Esta es la vida del creyente, cuando todo parece que toca a su fin, que la derrota es total y eminentemente, entonces Jesús viene a rescatarnos y hace acto de presencia en el lugar y en el momento conveniente como ya pasara en Judea, con la resurrección del Señor, ante sus discípulos y seguidores a los que invita a la alegría y a despojarse de los miedos.
Los Cristianos seguimos a un Dios vivo resucitado, omnipotente y compasivo. Dios no se cambia, ni se muda, y si antes de dar su vida por el hombre ya se compadecía de los pobres y de todas las almas caídas y abatidas por el pecado, cuanto más ahora que ha tenido la experiencia en propia carne de pasar por todos los dolores físicos y todos los tormentos psíquicos que cualquier ser humano puede experimentar, más aún cuando el cargo con todos ellos a la vez: el desprecio, la soledad, el abandono, el despojo, la calumnia, el dolor físico hasta extremos nunca conocidos y hasta lo que hoy llamamos depresión con una tristeza de muerte hasta llegar exudar sangre en el Huerto de los Olivos.
De esta manera, Jesús al igual que ayer, recién resucitado, nos vuelve a salir al encuentro invitándonos a través de su palabra a confiar, a la alegría, y a perder el miedo. Tenemos un Dios vivo, el único que vive por si mismo y por esta razón Él es también la única verdad, el único camino y vida que podemos seguir sin temor equivocarnos.
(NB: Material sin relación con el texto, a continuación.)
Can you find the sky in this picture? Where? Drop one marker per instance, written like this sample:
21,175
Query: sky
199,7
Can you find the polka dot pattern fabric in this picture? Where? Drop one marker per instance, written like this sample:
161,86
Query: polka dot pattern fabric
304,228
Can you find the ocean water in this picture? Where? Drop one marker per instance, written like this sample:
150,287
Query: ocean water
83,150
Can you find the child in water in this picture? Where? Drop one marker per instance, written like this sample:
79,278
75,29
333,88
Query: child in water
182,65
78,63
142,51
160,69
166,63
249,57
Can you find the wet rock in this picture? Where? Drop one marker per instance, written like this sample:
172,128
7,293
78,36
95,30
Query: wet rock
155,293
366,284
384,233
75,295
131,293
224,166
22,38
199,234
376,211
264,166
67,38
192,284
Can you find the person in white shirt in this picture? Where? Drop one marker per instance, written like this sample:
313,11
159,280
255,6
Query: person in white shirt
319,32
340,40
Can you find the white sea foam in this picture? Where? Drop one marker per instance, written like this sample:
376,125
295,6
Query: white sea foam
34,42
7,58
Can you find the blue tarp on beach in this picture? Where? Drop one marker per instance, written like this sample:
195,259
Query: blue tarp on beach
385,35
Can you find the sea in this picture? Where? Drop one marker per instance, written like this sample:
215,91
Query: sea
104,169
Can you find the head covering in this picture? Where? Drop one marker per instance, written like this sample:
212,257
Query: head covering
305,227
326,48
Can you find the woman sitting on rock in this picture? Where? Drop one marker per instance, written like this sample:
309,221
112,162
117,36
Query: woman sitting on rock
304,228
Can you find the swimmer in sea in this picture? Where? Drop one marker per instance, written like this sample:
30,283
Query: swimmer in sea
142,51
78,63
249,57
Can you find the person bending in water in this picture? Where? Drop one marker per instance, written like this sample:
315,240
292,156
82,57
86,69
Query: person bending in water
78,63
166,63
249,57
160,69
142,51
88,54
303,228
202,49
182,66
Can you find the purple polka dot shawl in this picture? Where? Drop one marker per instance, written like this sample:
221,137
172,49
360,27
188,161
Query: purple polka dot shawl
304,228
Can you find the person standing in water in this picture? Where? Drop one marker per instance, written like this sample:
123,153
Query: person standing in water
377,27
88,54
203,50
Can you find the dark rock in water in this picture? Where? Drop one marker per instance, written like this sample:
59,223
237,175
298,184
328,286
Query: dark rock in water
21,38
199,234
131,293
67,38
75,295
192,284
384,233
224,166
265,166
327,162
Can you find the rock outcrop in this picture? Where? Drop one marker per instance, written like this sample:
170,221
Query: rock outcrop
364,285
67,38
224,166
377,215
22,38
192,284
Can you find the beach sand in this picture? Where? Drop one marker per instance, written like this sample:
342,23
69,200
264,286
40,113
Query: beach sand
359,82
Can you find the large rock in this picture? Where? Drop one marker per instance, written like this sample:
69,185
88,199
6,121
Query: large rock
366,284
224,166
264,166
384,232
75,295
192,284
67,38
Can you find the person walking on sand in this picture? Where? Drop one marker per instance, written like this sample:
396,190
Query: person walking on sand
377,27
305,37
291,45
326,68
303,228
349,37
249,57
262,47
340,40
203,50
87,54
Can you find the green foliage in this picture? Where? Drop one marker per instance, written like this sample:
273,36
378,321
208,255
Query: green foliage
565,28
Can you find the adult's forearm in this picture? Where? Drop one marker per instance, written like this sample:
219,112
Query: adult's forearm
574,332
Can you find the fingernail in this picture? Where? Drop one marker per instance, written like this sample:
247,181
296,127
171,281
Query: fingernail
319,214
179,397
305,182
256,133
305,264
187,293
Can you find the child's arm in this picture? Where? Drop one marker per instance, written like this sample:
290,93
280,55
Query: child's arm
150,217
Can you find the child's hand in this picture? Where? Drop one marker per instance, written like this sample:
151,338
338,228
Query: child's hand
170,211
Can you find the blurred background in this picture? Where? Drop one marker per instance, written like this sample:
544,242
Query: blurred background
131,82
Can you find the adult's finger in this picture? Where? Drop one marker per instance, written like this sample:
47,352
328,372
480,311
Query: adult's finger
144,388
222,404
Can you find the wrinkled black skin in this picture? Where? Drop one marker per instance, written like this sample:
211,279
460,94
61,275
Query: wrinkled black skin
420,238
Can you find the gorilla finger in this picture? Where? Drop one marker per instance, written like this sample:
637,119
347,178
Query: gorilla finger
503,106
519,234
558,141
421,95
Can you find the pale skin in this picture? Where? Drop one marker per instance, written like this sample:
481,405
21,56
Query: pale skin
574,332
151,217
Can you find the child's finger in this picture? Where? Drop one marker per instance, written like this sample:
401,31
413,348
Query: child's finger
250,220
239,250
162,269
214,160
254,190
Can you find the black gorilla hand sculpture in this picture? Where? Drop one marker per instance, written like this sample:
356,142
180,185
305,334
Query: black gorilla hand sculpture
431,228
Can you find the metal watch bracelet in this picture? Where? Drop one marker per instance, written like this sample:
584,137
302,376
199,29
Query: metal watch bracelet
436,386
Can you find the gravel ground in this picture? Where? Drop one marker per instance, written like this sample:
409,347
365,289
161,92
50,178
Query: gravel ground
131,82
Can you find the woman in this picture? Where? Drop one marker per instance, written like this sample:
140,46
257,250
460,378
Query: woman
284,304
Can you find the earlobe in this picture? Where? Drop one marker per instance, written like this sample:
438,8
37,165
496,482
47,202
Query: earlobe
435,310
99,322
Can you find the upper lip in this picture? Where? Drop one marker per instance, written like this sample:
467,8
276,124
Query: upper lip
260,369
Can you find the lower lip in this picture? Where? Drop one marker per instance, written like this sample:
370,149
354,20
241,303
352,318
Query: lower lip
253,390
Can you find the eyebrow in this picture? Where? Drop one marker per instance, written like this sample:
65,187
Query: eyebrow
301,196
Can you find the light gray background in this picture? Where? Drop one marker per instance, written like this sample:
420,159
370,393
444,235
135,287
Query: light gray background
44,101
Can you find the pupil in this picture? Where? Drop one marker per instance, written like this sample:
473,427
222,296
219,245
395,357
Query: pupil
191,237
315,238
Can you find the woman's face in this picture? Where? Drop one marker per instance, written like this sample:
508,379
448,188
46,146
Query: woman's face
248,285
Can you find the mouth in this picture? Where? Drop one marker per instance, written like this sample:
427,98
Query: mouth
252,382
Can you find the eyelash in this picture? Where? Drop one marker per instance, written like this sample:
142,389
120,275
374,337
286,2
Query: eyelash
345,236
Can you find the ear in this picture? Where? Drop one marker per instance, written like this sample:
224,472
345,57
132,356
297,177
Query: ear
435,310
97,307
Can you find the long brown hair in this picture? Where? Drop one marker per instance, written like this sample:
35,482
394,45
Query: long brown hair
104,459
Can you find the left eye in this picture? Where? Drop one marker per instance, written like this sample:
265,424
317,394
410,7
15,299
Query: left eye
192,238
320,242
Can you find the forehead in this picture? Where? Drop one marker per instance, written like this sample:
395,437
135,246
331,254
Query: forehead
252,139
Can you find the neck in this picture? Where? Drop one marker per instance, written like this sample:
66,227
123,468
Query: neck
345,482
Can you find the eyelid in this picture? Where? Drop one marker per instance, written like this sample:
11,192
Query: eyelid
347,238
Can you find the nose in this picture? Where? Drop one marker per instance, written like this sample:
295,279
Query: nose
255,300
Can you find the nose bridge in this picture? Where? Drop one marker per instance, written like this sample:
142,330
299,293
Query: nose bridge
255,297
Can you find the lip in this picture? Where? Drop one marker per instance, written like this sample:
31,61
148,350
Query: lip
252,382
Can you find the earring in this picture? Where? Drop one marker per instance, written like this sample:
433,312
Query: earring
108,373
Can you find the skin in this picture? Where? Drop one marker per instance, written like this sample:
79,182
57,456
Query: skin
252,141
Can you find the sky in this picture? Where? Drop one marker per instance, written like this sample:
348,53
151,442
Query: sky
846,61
Jesús ha resucitado, y nosotros lo hacemos con él cada día cuando una y otra vez viene en nuestro rescate y nos levanta de nuestras angustias y miserias. ¡En verdad Jesús ha resucitado y nosotros somos testigo de ello…!
¡Bendito y alabado sea nuestro Dios el que vive por siempre y no se cansa de amar! ¡Tenemos en tí Señor una fuente de vida, inagotable, que salta hasta la eternidad!